Hierarchical Condition Categories, or ‘HCC codes,’ have been used throughout the healthcare sector since 2004, using value-based and risk adjustment models to capture accurate data to predict the costs linked with future patient treatments.
As the prevalence and variations within chronic conditions change, so too do the codes created by the CMS, with the current CMS-HCC Version 24 (v24) due to be revised in 2024, with the introduction of Model Version 28 (v28).
While annual updates are the norm for HCC codes and the ICD-10-CM codes used to categorize diagnoses, procedures, and symptoms, this shift presents a more significant transition–making proper diagnosis coding essential.
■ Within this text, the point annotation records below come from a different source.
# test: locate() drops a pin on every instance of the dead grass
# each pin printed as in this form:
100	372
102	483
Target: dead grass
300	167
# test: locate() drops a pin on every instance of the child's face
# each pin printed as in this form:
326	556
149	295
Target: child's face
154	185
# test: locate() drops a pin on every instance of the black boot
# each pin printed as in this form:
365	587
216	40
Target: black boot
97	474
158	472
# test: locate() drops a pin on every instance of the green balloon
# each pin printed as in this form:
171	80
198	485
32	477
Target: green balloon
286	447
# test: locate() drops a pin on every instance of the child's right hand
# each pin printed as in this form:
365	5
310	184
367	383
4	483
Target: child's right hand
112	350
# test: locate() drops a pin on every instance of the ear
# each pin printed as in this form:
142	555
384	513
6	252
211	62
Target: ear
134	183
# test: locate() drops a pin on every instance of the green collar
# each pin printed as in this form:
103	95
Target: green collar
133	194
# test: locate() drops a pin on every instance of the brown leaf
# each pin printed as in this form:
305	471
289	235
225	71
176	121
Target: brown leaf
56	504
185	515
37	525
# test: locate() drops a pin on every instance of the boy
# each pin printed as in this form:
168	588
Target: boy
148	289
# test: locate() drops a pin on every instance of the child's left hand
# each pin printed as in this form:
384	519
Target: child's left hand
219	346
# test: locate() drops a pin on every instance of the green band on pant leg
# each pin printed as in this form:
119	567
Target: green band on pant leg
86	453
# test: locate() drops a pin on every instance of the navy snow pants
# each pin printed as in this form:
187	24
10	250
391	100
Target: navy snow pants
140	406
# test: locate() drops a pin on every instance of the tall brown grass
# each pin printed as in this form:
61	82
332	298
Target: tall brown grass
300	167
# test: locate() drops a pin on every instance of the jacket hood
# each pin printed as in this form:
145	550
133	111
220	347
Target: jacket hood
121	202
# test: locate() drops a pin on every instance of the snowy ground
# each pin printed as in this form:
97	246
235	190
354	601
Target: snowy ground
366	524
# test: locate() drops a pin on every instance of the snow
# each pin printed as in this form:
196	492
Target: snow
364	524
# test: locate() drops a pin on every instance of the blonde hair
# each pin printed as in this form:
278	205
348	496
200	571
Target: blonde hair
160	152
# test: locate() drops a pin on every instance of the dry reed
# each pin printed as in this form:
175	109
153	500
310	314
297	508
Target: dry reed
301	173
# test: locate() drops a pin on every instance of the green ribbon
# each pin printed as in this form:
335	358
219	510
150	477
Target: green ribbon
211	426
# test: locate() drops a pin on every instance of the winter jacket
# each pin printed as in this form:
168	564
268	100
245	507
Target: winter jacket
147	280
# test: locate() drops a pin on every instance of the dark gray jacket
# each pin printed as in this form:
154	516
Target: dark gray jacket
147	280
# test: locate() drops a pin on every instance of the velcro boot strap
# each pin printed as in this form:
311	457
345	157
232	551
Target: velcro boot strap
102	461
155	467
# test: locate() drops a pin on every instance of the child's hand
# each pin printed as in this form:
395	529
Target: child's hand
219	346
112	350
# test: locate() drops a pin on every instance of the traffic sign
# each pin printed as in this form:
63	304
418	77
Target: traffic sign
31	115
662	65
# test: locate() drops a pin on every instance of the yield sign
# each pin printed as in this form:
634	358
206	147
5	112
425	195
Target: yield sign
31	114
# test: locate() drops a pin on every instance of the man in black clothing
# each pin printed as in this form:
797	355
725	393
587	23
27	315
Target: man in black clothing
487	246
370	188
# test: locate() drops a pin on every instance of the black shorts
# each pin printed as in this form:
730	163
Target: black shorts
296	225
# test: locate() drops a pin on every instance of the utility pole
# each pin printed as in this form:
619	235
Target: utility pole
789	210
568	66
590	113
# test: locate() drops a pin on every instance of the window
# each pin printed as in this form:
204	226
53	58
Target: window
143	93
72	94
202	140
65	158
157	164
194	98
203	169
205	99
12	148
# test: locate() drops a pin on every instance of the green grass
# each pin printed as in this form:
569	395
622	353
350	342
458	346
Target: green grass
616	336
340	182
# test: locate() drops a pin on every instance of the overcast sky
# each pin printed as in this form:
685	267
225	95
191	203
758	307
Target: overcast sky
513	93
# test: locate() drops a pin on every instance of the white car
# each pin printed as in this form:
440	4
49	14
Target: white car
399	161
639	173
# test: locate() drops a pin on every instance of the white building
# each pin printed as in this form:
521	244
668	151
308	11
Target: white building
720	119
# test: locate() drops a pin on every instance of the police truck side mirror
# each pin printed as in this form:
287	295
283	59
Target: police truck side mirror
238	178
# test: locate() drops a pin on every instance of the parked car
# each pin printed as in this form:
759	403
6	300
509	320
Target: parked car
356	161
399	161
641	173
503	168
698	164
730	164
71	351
Why Are CMS HCC Codes Changing to Model Version 28?
The CMS has previously introduced updates to code sets once a year, but has recently reformed this structure to include two yearly updates in April and October. In 2023, the April revisions included the removal of seven ICD-10-CM codes, one edit, and forty-two new codes.
One of the important nuances to consider when updating any risk adjustment coding and HCC guide for practitioners is to understand that the current reimbursement model was originally established using the older ICD-9-CM coding data.
That data feeds into the system to help establish that conditions, diagnoses, and other factors accurately indicate future healthcare expenditures. In 2015, the industry transitioned to a new series of ICD-10-CM codes but retained the foundation created using the now-superseded code sets.
The CMS aims to calibrate the model each year, using updated expenditure and diagnostic data to identify where changes are required and to ensure the model evolves with patient needs and innovations within the healthcare sector. Rather than issuing batches of updates, revisions, and code removals periodically, the CMS has decided that the more recent data collated through ICD-10-CM claims is now better suited to predict expenditures, which means that in 2024, the model will be reclassified using the more recent code bases as the foundation.
What Are the Impacts of HCC Coding Changes in 2024?
The primary outcome will be that the CMS renames and renumbers HCC codes in v28, focusing on the more frequently used codes, aiming to address imbalances. For example, the number of HCC codes in use has risen, but the ICD-10-CM codes categorized as HCCs have reduced by around 2,000.
V28 will consolidate scenarios where codes are potentially duplicated, with overlaps between newer HCC codes related to the same conditions or diagnoses as ICD-10-CM codes classified as HCCs in v24.
The update will also consider the changes made in RAF (risk adjustment factor) scoring, with differentials between coefficient risk scores assigned in v28 that reflect the more recent data. For instance, v24 gave an RAF score of 0.147 against chronic hepatitis, whereas v28 assigns a score of 0.185.
How Can Healthcare Providers Prepare for CMS-HCC Version 28?
The key will be to ensure providers and their clerical infrastructures are well prepared. A transition phase will run until 2026 and remain in place until all payments have been calculated using v28. Healthcare providers must ensure they are equipped to manage two concurrent versions and have the right tools to identify complexities, such as where a condition may be categorized as an HCC in one version but not the other.
Further, potential diagnoses may be treated as HCC codes in both versions but with variable RAF scores, as we mentioned earlier. It will be important for healthcare organizations to trace the most commonly used HCCs within their patient cohorts and demographics to assess the impact of the changing model versions.
Within this period of change, documentation and exacting clinical specificity will be imperative, ensuring healthcare providers can accurately capture and record the data most relevant to their patient groups and submit precise data with the correct CMS coding.